Outro contributo que gostaria de deixar seria, idealmente, a criação de políticas públicas que ajudassem na adaptação do Serviço Nacional de Saúde para ser mais sensível a estas situações. No trabalho que tenho desenvolvido, o foco tem sido em mulheres que já são de segunda e terceira geração, que já nasceram cá e, por isso, não há a componente da migração. Mas quando falamos de mulheres que migram, e que não entendem assim tão bem a língua portuguesa, a situação pode tornar-se complicada, mesmo que na Lei de Bases da Saúde esteja definido que todas as mulheres têm o direito a um tradutor presente.

Quais são as principais técnicas de pesquisa utilizadas na recolha de dados?

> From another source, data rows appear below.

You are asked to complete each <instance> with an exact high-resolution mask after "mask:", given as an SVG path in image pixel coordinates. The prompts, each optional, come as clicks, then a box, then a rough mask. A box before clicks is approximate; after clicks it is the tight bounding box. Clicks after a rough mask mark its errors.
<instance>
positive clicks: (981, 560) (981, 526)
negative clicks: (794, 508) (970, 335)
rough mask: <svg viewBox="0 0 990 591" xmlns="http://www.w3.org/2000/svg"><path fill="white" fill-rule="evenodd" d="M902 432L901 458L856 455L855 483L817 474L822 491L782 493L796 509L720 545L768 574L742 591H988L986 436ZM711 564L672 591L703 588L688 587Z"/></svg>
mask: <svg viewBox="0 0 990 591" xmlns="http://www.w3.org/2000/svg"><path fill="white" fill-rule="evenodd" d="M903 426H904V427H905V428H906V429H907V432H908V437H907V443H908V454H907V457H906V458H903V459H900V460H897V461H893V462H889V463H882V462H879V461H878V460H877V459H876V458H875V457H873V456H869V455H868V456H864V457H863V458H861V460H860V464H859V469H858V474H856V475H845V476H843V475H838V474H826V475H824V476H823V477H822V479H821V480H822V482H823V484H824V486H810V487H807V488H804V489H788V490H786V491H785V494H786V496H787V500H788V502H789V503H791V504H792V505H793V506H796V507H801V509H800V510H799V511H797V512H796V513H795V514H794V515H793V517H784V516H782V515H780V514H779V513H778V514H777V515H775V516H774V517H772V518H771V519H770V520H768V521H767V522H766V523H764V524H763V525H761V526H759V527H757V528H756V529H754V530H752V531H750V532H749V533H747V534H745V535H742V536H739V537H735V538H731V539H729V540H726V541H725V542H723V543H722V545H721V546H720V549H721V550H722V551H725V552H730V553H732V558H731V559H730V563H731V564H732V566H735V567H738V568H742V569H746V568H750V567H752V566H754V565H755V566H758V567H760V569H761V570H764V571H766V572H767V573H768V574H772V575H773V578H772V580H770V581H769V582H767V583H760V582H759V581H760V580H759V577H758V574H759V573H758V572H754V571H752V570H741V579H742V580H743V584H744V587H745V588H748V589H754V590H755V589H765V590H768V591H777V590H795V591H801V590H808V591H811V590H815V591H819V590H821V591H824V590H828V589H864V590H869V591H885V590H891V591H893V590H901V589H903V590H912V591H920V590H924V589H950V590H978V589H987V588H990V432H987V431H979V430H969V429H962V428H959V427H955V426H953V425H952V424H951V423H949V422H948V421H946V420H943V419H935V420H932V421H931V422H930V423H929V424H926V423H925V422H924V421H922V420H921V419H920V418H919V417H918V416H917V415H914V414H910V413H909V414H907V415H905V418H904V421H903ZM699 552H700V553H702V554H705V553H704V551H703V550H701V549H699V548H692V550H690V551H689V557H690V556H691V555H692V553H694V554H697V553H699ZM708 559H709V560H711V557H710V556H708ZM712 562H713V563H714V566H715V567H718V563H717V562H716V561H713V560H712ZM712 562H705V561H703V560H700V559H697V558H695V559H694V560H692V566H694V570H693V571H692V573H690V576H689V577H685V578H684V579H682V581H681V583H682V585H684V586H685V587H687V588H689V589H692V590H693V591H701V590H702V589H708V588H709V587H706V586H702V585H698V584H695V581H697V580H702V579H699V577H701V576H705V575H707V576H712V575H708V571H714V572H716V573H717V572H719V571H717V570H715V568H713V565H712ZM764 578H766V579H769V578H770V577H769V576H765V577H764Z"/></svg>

Há um questionário que está online, ainda a decorrer e a receber dados, dividido em quatro partes: a biografia da pessoa, a gravidez, o parto e o pós-parto. E pede-se à mulher não apenas para relatar a experiência, em partes com questões abertas, como também tem uma parte mais objetiva, em que são colocadas questões fechadas sobre intervenções específicas, porque sabemos que há coisas que tendem a ser padrão em determinadas intervenções e procuramos confirmar se elas existem ou não existem. E esta parte foi colocada no questionário porque há uma questão importante relacionada com as mulheres negras em comparação com as mulheres brancas: a neglicência aparece de outra forma. Enquanto que nas mulheres brancas vai haver um excesso de intervenção durante essa fase da vida, nas mulheres negras há a tendência de haver menos intervenção. E sim, menor intervenção pode ser uma forma de negligência e pode tornar-se numa forma de violência, como por exemplo, ter uma mulher a pedir muito para ter anestesia e ela ser-lhe negada. Se olharmos para isto numa perspetiva de humanização do parto, no caso das mulheres brancas pode ser um processo de tentar usar outros métodos, mas no caso das mulheres racionalizadas pode estar relacionado com o estereótipo sobre a resistência à dor das mulheres negras. É um lastro do racismo científico que ainda surge, por vezes, em determinados contextos. No final do questionário, temos ainda um espaço para que possam partilhar algumas palavras, boas ou más, que tenha sido ditas por profissionais médicos ou administrativos ou pelos seus acompanhantes que as tenha marcado.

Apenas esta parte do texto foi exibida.